Workplace enforcement plummets under Bush
By Chris Kelly   ·   June 22, 2005 01:45 PM

Yesterday Richard Stana of the Government Accountability Office told a House panel that under the Bush administration workplace enforcement of immigration violations had fallen sharply. For instance, consider the numbers of employers who received formal letters warning about possible fines for violating immigration laws:

Under Clinton in 1999: 417 employers
Under Bush in 2003: 3 employers

In part this is certainly due to more focus on the border and on possible terrorism, and ICE does have a specific program targeting illegal aliens working at sensitive facilities: see the fairly frequent arrests at Navy shipyards for examples.

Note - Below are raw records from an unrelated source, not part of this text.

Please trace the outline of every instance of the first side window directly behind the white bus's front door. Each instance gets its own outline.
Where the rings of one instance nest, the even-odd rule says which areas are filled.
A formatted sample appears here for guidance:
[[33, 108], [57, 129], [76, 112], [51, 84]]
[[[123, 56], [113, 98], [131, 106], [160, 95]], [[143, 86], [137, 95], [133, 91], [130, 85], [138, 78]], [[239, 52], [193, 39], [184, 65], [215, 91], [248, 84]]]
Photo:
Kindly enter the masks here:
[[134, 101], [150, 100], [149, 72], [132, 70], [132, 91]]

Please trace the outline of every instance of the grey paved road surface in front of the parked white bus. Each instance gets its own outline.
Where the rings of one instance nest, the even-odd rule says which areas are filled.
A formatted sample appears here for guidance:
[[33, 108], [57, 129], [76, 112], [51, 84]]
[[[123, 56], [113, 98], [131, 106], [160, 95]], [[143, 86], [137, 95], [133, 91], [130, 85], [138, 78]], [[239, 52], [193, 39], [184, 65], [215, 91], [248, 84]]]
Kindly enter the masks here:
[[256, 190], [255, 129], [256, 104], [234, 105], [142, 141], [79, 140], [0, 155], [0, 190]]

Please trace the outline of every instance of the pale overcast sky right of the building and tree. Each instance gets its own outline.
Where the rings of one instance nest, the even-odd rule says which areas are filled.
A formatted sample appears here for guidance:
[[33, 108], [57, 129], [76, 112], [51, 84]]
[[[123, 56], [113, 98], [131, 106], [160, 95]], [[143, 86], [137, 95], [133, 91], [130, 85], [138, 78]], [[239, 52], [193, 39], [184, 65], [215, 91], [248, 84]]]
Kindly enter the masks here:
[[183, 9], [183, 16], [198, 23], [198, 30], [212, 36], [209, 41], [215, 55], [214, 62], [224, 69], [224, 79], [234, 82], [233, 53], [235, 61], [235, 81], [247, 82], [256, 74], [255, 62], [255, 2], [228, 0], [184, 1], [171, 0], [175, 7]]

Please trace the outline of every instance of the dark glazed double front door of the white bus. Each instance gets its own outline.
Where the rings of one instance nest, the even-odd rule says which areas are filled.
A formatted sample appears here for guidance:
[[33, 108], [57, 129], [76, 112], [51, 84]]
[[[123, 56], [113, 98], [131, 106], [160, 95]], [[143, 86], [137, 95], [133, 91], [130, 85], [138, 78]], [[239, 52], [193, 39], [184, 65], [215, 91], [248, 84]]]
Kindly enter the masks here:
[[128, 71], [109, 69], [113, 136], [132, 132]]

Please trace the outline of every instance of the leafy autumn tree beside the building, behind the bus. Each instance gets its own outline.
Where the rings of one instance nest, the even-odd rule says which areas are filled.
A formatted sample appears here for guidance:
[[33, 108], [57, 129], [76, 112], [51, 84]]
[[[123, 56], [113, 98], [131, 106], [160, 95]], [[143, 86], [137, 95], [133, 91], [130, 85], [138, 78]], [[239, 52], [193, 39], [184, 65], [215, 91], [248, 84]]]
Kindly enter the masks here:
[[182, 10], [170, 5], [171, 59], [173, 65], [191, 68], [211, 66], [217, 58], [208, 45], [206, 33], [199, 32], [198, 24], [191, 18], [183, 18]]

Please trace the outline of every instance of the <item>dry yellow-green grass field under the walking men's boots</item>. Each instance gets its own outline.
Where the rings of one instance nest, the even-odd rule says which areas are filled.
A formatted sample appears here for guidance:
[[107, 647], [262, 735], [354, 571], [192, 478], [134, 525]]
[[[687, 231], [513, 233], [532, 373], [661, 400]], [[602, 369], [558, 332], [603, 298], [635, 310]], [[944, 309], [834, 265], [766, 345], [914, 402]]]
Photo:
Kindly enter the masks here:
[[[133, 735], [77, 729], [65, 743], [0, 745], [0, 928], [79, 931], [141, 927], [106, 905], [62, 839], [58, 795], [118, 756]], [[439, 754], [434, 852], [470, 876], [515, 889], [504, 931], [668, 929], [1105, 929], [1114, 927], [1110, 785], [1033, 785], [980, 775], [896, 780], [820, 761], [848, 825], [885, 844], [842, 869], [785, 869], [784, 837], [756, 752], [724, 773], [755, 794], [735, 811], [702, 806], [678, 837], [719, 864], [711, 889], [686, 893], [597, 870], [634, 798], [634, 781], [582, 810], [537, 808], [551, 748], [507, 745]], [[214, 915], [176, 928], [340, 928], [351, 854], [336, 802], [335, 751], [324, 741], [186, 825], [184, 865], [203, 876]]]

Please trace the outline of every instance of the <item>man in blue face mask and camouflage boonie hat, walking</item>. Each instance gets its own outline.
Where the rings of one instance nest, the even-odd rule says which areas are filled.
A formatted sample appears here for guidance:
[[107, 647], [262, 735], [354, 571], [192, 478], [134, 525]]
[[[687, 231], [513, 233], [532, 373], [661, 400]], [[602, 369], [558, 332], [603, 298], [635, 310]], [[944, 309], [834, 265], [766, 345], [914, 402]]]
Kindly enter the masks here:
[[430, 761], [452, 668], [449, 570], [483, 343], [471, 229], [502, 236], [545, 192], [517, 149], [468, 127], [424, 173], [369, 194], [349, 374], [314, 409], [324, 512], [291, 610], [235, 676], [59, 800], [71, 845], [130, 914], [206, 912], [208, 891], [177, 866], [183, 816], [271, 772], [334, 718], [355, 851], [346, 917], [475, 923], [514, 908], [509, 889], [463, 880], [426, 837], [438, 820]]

However, no doubt a good part of the drop-off is due to "other factors."

Complete details in "Employer sanctions decline" (also here as "Auditors find drop in immigration enforcement at worksites"), or in "Critics cite lax efforts to enforce federal worksite immigration laws".

UPDATE: There are more quotes in "Witness says ICE lax on employers".

UPDATE 6/23/05: Unfortunately, Drudge is linking to the Reuters report "Lawmakers seek to crack down on illegal immigrants" from Alan Elsner. As a breezy introduction to current issues, it's OK, but it is somewhat misleading and it buries the lede. It starts out:

Life for the estimated 10 million illegal immigrants living in the shadows in the United States could soon get even tougher as states and the federal government pass new legislation cracking down on them...

It goes on to mention Arizona's Prop. 200 without mentioning the efforts in Arizona to block it or reduce its impact, then it quotes the National Council of La Raza (National Council of The Race), then it mentions Sen. John Cornyn (R-TX)'s guest worker program, then it quotes the NCLR again.

Only in the 12th paragraph does it say this:

In recent years, the government has done almost nothing to enforce the law banning the employment of illegal immigrants.

That and the next paragraph discuss the content of the rest of this post. Then, it gives a paragraph to what was discussed in the post "Can employers verify Social Security numbers?" and it closes with a quote from Dan Griswold of the Cato Institute.